Luckily, then, young and innovative a director though Jamie Lloyd is, his Scandal – the opening production of Theatre Royal Bath’s first summer season since 2002 without the legendary Peter Hall at the helm – is an exemplar of well-researched period gaiety. He and his production team have clearly recognised that the brilliance of the play lies in Sheridan’s linguistic dexterity, and work to give it all the space it needs to breathe. Central to this approach is Soutra Gilmour’s white-washed set: simple and stylish, but flexible enough to capture the distinct atmosphere of multiple homes. With wall panels that rotate from portraits into bookcases, and a panelled room divider which shutters open to reveal a balcony, a back room or an upstairs landing, the design also gives Lloyd full reign to demonstrate his choreographic knack for managing stage business, with a bustling ensemble facilitating scene changes with the same effortless elegance as they did in his She Stoops to Conquer earlier this year.
As with that production, the cast is not-quite-universally stellar. It is James Laurenson who lets the side down here, robbing Sir Peter of his near-unassailable sardonicism, with a strangely stolid, low-key performance. Other performers have yet to fully settle into the rhythm of the play, with its frequent ‘raised-eyebrow’ asides, but are nevertheless adept at providing the laughs by way of relishing each line of tongue-waggingly salacious dialogue they are tasked with delivering – none more so than Edward Bennett, whose unravelling in the famous concealment scene is a study in comic mania.
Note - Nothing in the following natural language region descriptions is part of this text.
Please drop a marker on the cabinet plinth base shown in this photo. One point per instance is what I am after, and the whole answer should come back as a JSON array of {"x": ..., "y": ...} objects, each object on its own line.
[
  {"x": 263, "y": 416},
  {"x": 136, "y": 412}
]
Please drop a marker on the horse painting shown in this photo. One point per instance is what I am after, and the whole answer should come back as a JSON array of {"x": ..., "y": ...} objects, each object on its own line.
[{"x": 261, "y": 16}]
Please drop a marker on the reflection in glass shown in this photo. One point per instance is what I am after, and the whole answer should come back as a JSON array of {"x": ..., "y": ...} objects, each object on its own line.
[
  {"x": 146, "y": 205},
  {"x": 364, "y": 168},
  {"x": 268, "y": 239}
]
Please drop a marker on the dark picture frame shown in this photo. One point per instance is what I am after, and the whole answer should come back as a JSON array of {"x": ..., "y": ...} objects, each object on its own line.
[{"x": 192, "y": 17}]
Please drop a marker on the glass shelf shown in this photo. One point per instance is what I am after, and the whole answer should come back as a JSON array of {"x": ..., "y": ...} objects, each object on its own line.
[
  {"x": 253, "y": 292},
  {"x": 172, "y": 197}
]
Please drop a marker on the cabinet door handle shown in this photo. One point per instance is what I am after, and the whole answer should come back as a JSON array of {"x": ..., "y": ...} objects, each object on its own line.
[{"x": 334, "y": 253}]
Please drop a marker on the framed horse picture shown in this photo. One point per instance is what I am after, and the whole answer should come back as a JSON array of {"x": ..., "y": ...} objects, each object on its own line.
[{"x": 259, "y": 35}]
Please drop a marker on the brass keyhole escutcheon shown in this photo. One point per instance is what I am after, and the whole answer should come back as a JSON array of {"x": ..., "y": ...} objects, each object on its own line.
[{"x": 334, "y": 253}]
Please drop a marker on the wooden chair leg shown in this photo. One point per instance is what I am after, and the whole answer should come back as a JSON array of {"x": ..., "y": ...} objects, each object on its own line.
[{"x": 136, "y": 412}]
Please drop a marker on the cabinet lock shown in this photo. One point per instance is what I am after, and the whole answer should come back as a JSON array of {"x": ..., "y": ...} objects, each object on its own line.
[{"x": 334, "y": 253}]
There’s a scene-stealing turn, too, from Maggie Steed, whose Mrs Candour – the most consummately indiscreet of the play’s gossips – spreads her malicious tittle-tattle in a breathless simper as false as her wig.
In the end, as it should be, the play is the star, and Sheridan’s epigrammatic wit and tongue-in-cheek moralism prove more than robust enough to translate through time without any gaudy directorial conceits imposed upon them. It would be perfectly fair to note that this is far from a brave choice for Bath, and given that its season continues with Terry Johnson’s Hysteria starring Anthony Sher, and The Tempest directed by former RSC head Adrian Noble, that doesn’t look set to change. But with the risk-taking Ustinov Studio just next door, it’s a comment which seems more-or-less irrelevant; classics such as these still deserve to be seen – and if the productions they receive are as elegant as Lloyd’s, and as the Theatre Royal where they are to be staged, there’ll be no complaints from me.